La vita di un padre e del proprio figlio autistico è come un gioco di specchi. Due specchi opachi però, sui quali qualcuno ha soffiato una fitta coltre di fuliggine che rende le figure poco definite a e volte deformate, come delle ombre che si muovono in maniera disordinata, cercando di afferrarsi senza riuscirci, agitandosi continuamente nel tentativo di riconoscersi in uno sguardo, un cenno o un semplice contatto. A volte sembra di muoversi nello stesso liquido amniotico, come due gemelli che si nutrono in uno stesso grembo, ma che sono troppo vicini, troppo stretti l’uno all’altro, per potere incrociare i loro sguardi.
Eppure c’è un linguaggio che accomuna questi due mondi all’apparenza così distanti, un linguaggio che passa attraverso codici comunicativi che sfuggono alla comunicazione convenzionale, alle varie forme del linguaggio neurotipico, da quella vocale, a quella del corpo e della sua postura, dello sguardo, e perfino a quella della gestualità, così cara all’italica foggia espressiva. Si tratta del linguaggio del silenzio, l’unico che riesce a far parlare due cuori quando riescono a tacere tutte le altre fonti comunicative. Per una persona autistica la pluriforme esperienza comunicativa, fatta di gesti, sguardi, parole, inflessioni della voce e posture del corpo, è troppo complicata. Troppe cose da mettere insieme contemporaneamente, ma necessarie alla comunicazione neurotipica che si basa sulla sovrapposizione di significanti che la mente deve sintetizzare velocemente, per poi elaborare con la stessa velocità una risposta adeguata, contestuale e, possibilmente, ugualmente complessa.
Per il linguaggio neurotipico la risposta a una sollecitazione deve essere appropriata, cioè uguale e contraria a quella che proviene dall’altro. Devo rispondere con un timbro di voce persuasivo se voglio convincere l’altro della mia opinione, che magari è esattamente opposta alla sua, senza sembrare presuntuoso e scontroso, devo gesticolare basso se non voglio irritare l’altro, evitare di agitare le mie mani davanti al suo viso, non devo alzare l’indice, e devo guardarlo negli occhi se mi rivolgo a lui o rivolgere lo sguardo verso un immaginario orizzonte se voglio che la sua mente vada oltre il significato immediato del mio discorso. Guardare il cielo per convincere o intenerire, chiudere il pugno per arringare o intimidire, e infine allargare le braccia per dimostrare resa o totale incomprensione. Tutto molto difficile per un autistico, tutto troppo complesso e sovrapposto, insostenibile per una mente che ha bisogno di una elaborazione più lunga e faticosa per metter insieme e fare sintesi dei dettagli con i quali il suo meccanismo apprende il mondo esterno.

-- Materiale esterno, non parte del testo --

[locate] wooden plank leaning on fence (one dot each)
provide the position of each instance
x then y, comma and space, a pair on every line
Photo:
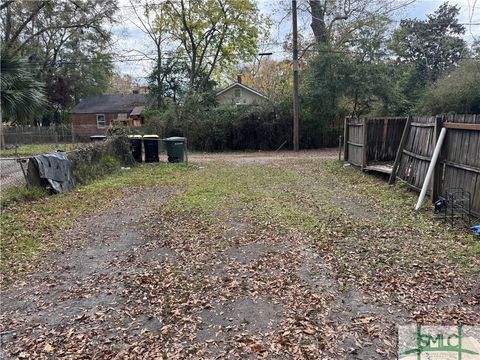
364, 143
401, 146
345, 140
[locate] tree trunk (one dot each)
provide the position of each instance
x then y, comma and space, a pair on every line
319, 28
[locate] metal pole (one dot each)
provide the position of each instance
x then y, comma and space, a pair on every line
340, 148
296, 105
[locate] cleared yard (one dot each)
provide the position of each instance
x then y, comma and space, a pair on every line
235, 255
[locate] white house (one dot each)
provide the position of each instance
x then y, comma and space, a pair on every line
240, 95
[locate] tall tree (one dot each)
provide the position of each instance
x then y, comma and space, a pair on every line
334, 22
213, 34
65, 42
432, 46
150, 18
25, 21
21, 95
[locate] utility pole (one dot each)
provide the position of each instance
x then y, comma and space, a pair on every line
296, 106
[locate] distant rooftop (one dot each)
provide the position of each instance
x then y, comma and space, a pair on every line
109, 103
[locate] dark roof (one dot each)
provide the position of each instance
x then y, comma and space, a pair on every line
109, 103
242, 86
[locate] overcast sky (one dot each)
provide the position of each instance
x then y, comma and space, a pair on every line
129, 38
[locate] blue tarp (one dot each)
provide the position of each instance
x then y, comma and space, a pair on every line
51, 170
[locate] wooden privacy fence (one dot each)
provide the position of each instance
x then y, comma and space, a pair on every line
371, 141
23, 135
458, 165
410, 141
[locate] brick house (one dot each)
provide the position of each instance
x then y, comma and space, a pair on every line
95, 114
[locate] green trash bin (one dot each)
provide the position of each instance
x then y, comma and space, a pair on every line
175, 148
136, 146
150, 143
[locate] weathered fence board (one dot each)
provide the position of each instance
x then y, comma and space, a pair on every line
412, 142
372, 140
459, 161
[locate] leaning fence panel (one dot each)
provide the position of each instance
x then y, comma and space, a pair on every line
12, 172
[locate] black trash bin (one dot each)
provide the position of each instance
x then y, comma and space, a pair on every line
150, 143
136, 146
175, 148
98, 137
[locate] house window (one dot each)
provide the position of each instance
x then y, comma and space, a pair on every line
100, 121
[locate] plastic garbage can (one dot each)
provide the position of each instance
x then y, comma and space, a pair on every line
150, 143
175, 148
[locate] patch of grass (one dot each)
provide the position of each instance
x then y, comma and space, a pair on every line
34, 149
29, 227
18, 194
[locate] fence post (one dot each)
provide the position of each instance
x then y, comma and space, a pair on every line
73, 135
364, 143
345, 140
401, 146
438, 170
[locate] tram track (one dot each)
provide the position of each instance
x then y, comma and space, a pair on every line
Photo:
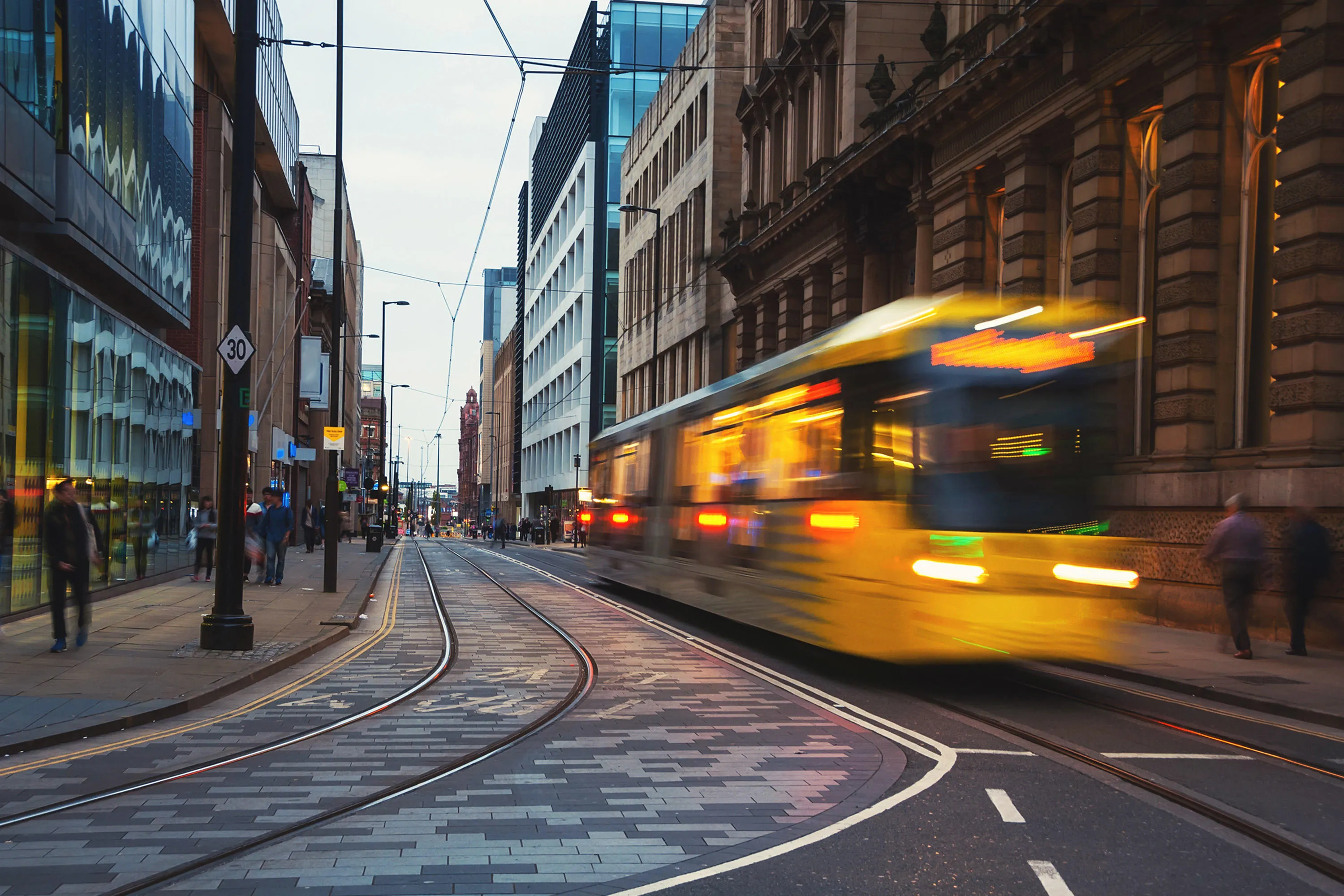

Tutto cambia, invece, quando a parlare è il silenzio, quando l’assenza di altre sollecitazioni sensoriali concede alla mente il tempo di elaborare quel tocco della mano, quello sguardo sfuggente, quella frase chiara e inequivocabile che, senza fronzoli o sovrabbondanti parole, dice ciò che è necessario, e lascia alla mente il tempo per elaborare il significato e la risposta, anch’essa chiara e snella, come un filo d’acqua che cadendo non fa rumore e disseta con gentilezza.
Si chiama linguaggio del cuore, perché lascia al cuore il tempo di sentire il battito dell’altro, la sua sincerità, la sua lealtà e il suo sentimento profondo. E questo spiega il grande fraintendimento della comunicazione autistica, spesso accusata di essere inespressiva, distante e addirittura anaffettiva. Da qui anche il grande stigma dell’autismo bollato spesso come condizione di incapacità di comunicare l’uomo che è dentro la persona con autismo. Da qui l’uso che si fa del termine autismo come sinonimo di solipsismo, di individualismo congenito e insuperabile, di chiusura nella bolla della propria mente.
Non è così.
L’autismo è solo una mente diversa, che comunica con maggiore difficoltà, che fa fatica ad elaborare i codici della reciprocità, non perché non li conosce ma perché il suo “io autistico” è situato in una parte più profonda della sua mente, più nascosta alla velocità del vortice sensoriale che è aperto alla iperstimolazione esterna dei sensi. L’io autistico è l’io umano uguale a quello di qualunque altra persona. Solo, però, è più nascosto, più profondo perché più vicino al cuore. Ecco perché il linguaggio preferito dagli autistici è il linguaggio del cuore. Quello che un padre e un figlio conoscono meglio di qualunque altro linguaggio.